BP and Litasco have purchased a significant amount of volume throughout the month with their cargo purchases totaling approximately 210,000 mt so far this month in the Platts Market on Close.
Vitol has been the primary source of spot gasoil cargoes in the region and has sold cargoes to both companies.
“There’s been some demand for 0.1%. There was good demand in France and Spain. Greece has imported a lot and there’s been pockets of demand in the Adriatic and for DMA,” a trader said. “It’s normal demand for winter, but it’s true that it started a lot later than usual. We saw nothing in November and December.”
Demand for DMA specification marine gasoil has been noticeable in the market following the new European sulfur Emission Control Area which came into effect at the beginning of the year in Northwest Europe.

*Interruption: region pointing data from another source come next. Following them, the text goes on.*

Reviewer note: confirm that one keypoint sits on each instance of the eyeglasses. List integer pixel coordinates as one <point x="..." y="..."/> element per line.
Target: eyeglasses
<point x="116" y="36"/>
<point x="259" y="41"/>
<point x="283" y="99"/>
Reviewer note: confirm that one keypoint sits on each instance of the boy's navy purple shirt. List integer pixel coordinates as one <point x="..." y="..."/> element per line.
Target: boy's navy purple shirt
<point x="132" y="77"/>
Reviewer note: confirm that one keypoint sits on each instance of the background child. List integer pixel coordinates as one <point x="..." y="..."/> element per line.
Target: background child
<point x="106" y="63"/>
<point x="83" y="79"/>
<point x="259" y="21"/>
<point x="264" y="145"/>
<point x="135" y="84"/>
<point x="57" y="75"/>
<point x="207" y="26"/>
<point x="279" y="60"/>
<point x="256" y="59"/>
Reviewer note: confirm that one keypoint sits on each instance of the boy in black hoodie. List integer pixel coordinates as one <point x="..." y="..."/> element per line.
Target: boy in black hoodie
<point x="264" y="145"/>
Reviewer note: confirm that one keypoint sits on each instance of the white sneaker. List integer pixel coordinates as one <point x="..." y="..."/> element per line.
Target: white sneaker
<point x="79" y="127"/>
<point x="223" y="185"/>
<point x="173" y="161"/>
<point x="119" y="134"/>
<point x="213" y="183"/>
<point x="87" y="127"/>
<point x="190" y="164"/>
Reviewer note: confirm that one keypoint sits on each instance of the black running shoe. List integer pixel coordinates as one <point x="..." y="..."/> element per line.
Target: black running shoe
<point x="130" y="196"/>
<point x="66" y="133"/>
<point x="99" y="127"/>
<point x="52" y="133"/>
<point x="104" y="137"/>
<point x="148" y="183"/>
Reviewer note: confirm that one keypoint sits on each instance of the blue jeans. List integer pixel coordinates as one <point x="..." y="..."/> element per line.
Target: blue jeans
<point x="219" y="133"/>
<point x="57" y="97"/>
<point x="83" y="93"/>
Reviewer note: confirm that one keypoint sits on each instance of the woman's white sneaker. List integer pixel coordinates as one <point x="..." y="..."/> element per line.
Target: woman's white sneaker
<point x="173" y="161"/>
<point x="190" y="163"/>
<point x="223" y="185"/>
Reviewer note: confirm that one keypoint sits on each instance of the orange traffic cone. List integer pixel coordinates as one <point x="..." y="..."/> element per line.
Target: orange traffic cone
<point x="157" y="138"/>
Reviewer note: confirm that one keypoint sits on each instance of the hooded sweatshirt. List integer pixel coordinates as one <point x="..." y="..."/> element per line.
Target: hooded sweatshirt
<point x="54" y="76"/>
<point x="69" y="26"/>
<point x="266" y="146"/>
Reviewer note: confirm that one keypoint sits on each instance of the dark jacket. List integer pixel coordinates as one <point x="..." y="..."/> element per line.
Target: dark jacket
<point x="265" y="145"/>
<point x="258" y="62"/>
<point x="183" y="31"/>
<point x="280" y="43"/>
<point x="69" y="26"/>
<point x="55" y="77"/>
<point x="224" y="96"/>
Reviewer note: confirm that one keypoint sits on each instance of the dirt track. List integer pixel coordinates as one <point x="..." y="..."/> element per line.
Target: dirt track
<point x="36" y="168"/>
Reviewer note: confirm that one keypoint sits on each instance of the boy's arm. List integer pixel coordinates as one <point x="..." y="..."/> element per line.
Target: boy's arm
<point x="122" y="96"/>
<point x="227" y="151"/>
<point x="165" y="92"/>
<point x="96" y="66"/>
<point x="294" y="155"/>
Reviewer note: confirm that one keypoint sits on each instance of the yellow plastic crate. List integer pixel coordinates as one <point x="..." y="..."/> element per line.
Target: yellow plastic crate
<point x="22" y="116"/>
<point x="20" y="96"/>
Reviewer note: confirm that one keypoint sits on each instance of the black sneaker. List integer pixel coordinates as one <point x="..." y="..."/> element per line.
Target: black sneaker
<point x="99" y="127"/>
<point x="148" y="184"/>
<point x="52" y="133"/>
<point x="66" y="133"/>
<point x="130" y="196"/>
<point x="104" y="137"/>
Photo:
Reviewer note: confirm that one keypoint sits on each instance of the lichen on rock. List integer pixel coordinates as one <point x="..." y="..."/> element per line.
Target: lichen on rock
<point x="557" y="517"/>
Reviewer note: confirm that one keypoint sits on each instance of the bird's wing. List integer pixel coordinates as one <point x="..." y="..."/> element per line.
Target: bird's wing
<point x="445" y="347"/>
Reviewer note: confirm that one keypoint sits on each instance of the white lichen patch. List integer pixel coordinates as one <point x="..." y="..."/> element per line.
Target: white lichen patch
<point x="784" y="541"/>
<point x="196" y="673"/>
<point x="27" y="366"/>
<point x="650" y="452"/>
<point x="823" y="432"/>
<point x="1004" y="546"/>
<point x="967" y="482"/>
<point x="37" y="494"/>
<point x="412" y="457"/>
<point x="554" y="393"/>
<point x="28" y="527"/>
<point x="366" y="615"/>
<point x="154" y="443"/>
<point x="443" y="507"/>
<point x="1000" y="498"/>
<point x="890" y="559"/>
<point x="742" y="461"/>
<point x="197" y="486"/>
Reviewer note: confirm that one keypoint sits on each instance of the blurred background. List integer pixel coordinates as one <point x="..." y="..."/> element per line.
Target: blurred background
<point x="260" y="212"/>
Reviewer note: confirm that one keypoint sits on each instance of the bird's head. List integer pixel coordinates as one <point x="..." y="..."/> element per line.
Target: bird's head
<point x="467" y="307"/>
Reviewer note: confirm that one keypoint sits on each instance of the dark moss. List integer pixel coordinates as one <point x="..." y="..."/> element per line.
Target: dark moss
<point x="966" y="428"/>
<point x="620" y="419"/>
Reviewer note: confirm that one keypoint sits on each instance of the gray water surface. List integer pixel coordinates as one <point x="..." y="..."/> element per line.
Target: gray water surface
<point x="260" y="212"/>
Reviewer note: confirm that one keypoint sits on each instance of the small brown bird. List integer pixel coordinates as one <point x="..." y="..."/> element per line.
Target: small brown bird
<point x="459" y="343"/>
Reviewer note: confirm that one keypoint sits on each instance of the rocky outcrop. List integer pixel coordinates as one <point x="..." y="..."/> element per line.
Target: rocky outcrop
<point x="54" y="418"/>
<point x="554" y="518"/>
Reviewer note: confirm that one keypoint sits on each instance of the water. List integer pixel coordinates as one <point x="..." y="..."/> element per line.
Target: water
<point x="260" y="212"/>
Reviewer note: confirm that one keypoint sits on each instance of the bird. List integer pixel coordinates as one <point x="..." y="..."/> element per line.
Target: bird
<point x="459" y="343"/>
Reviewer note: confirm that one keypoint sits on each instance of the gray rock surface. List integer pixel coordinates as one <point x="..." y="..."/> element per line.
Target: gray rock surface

According to market sources, one trader has been actively buying 10,000-20,000 mt cargoes of DMA specification cargoes on a weekly basis, with sources saying the cargoes either end up in Malta and Barcelona to be blended further.
However, some sources say that the gasoil purchased for DMA tends to be of higher density than material supplied for heating oil, which typically originate from the Black Sea, and is instead sourced from French and Spanish refineries.
“DMA barrels are heavy while most of the Black Sea barrels are light… but you could blend some of the lighter barrels from the Black Sea,” the trader said.
On the supply side, most of the heating oil barrels have come from Cyprus, after VTTI’s new terminal opened late last year.
The terminal has played an increasingly important role in the supply of gasoil to the Mediterranean, replacing the traditional supply stream of gasoils from the Black Sea which make their way straight to the terminal for blending before they are re-exported to their final destinations.
The terminal was closed for the last several weeks following damage to the jetty.
Operations have now returned to normal according to a spokesperson at the terminal with the terminal expected to reach 80% of its 544,000 cubic meter capacity.